To help them be more comfortable with the animals, riders stay with the same horse year after year. Canary said once a relationship develops, the horse is like family.

“Riding horses, working around horses is really calming,” Canary said. “Horses teach you a lot about yourself.”

She said people can connect with the horses on a mental level and become more sympathetic and empathetic, a concept that can be hard for some students, particularly those with behavioral disabilities, until they get an animal they care about.

“I’ve seen even tough guys go over to their horse and hug them and whisper to them,” Canary said.

Horses allow humans to get in touch with body language and show them how to feel for others, she said.

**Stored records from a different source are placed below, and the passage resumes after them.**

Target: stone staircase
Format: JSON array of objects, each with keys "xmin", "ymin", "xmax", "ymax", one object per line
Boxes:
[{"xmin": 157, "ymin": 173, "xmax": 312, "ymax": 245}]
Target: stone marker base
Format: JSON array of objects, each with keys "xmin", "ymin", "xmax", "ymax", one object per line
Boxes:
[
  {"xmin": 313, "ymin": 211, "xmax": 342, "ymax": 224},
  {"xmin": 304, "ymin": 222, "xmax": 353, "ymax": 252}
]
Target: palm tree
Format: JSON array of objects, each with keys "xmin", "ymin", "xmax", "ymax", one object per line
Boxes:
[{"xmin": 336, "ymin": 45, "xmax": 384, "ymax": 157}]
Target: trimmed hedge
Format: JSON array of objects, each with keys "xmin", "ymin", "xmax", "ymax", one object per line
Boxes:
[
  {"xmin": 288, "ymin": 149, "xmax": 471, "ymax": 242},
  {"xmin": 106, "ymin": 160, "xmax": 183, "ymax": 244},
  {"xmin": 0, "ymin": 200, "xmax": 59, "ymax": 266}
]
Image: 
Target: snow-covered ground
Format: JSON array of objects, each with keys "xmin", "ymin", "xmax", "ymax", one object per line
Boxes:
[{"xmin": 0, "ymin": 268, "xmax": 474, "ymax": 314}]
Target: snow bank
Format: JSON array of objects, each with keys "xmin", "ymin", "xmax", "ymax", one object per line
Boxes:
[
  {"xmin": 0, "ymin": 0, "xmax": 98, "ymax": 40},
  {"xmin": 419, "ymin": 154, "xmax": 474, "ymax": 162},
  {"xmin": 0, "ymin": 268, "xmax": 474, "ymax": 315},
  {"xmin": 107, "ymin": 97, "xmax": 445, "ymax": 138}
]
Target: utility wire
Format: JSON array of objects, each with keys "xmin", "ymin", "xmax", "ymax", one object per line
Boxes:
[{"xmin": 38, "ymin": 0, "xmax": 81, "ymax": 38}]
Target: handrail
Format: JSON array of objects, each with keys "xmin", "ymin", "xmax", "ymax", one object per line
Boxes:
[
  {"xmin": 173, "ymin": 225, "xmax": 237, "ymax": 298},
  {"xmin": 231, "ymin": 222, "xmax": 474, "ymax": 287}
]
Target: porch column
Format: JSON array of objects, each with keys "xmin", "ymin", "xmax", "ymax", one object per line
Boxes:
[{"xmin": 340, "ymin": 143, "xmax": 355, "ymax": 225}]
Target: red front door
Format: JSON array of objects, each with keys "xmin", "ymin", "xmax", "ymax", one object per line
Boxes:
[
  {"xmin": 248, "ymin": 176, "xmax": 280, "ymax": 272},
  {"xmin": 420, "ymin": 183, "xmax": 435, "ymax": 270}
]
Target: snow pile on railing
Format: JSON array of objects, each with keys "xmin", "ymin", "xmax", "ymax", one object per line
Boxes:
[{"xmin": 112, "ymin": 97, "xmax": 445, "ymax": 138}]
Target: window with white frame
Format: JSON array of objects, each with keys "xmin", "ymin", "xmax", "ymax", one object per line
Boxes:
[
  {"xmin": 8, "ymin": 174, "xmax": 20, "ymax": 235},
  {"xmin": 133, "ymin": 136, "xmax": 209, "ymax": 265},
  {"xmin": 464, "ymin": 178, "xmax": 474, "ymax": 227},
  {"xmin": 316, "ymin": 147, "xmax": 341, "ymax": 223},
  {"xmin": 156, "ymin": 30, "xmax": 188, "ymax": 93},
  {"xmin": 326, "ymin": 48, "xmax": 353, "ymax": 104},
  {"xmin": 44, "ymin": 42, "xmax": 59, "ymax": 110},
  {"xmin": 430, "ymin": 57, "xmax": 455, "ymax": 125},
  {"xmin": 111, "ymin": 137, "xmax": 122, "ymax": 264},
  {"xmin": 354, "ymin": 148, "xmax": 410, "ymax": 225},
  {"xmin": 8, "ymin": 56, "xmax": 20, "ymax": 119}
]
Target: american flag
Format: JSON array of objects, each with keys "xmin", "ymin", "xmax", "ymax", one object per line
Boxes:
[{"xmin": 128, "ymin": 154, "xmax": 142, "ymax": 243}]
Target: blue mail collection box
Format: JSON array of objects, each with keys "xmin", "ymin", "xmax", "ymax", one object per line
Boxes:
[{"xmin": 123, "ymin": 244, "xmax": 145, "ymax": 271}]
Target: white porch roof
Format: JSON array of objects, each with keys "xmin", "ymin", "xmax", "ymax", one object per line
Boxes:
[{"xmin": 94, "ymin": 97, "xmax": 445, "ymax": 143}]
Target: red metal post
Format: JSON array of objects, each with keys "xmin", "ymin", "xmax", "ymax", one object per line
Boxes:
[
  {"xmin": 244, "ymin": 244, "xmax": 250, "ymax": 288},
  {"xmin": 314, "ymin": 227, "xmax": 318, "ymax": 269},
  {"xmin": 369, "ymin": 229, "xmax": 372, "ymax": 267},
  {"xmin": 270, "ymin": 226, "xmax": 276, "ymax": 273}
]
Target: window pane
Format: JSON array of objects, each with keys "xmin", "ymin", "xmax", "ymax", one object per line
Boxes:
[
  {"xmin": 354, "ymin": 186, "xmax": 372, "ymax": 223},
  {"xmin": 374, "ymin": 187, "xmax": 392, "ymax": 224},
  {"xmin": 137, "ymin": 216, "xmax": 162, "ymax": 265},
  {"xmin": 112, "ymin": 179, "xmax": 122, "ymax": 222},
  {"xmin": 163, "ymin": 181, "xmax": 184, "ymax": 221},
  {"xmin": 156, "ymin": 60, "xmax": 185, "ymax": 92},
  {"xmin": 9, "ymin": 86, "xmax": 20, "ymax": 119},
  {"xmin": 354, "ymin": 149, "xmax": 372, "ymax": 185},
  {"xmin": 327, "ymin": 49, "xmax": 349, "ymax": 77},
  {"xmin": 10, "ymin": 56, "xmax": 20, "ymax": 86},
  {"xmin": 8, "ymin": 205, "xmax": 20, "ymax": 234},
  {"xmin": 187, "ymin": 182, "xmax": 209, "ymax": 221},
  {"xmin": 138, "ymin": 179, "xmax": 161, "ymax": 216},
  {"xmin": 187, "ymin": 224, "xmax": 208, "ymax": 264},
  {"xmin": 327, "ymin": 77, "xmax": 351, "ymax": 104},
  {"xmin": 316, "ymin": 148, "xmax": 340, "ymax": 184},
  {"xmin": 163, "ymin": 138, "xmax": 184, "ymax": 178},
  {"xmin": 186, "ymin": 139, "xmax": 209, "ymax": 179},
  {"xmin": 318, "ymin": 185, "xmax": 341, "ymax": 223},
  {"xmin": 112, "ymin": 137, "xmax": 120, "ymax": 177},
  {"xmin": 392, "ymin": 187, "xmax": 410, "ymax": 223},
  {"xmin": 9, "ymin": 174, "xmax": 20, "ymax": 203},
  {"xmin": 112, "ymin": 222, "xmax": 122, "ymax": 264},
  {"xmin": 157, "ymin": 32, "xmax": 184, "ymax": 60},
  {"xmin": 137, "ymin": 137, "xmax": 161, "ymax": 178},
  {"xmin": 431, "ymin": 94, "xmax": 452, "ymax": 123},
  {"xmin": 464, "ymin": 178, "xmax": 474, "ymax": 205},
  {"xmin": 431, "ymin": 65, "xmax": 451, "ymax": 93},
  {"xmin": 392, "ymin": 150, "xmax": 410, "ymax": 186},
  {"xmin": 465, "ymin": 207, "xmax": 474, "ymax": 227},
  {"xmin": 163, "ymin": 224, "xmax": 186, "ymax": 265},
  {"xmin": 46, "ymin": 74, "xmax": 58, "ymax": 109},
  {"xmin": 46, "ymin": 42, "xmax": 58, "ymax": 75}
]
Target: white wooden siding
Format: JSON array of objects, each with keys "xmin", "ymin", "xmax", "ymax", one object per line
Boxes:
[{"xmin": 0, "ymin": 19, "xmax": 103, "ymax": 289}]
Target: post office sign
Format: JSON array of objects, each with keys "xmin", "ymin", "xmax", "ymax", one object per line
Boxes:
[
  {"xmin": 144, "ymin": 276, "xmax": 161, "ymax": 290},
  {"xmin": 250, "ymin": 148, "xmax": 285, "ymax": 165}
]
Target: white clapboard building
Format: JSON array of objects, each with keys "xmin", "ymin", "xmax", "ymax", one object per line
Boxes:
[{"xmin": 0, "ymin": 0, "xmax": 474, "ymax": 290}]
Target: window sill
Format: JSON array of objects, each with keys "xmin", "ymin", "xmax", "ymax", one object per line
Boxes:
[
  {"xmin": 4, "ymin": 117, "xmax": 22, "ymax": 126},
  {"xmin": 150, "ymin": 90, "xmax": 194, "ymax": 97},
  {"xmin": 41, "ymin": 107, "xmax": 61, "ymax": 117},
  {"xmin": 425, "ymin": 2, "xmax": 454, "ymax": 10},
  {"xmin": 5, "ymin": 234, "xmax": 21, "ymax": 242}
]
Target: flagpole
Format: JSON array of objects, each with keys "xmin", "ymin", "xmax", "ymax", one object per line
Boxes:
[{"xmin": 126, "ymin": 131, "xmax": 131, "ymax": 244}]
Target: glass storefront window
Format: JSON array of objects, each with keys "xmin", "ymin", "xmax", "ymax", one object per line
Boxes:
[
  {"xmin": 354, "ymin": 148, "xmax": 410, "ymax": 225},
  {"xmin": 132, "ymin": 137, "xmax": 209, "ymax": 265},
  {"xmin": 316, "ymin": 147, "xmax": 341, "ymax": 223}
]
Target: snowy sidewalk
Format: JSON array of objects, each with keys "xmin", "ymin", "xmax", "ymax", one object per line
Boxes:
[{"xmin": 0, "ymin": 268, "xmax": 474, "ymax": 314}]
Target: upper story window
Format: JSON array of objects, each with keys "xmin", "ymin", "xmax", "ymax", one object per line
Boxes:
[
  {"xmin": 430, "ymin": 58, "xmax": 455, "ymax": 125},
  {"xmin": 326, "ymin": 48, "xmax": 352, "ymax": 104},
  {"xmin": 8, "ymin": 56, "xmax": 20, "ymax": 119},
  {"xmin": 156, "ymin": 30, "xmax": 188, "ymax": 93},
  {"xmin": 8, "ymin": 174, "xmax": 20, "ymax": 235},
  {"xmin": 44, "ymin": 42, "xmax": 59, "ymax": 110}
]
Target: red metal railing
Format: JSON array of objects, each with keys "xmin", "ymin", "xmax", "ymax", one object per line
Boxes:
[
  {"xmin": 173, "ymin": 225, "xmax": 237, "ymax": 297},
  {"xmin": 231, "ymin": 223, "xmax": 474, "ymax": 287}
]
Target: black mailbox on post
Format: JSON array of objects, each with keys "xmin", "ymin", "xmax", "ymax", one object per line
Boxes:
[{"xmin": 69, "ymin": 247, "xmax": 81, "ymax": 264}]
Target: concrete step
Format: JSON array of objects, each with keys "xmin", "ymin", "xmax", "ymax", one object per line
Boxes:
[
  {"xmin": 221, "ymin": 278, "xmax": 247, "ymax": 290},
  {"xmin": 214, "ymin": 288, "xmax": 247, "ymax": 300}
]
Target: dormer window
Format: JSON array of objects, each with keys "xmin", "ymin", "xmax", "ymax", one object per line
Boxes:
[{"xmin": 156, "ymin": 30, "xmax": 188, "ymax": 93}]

“They’re the best listeners on the face of the earth,” Canary said. “They don’t judge. They just mirror how you’re feeling.”

Gary and Kate Villereal owned horses at one time in their marriage and started volunteering at New Beginnings in November.

Gary, an associate professor of social work at WKU, said what attracted him to New Beginnings was “being able to help, knowing that help is needed.”

“I think everyone can benefit from working with animals, especially people with disabilities,” Kate said. “And these horses are very well-trained to work with people with disabilities.”

Although the list of benefits from the program is long, Canary said the most important thing they teach at New Beginnings is confidence.

“You’re sitting on top of a thousand-pound horse,” Canary said. “If you can control that horse, then I think you should be confident enough to go out to speak to people or do anything else you want to do.”

Canary said New Beginnings always welcomes more volunteers, and its next fundraising event is a spring bike ride on April 28 that will start at Chaney’s Dairy Barn.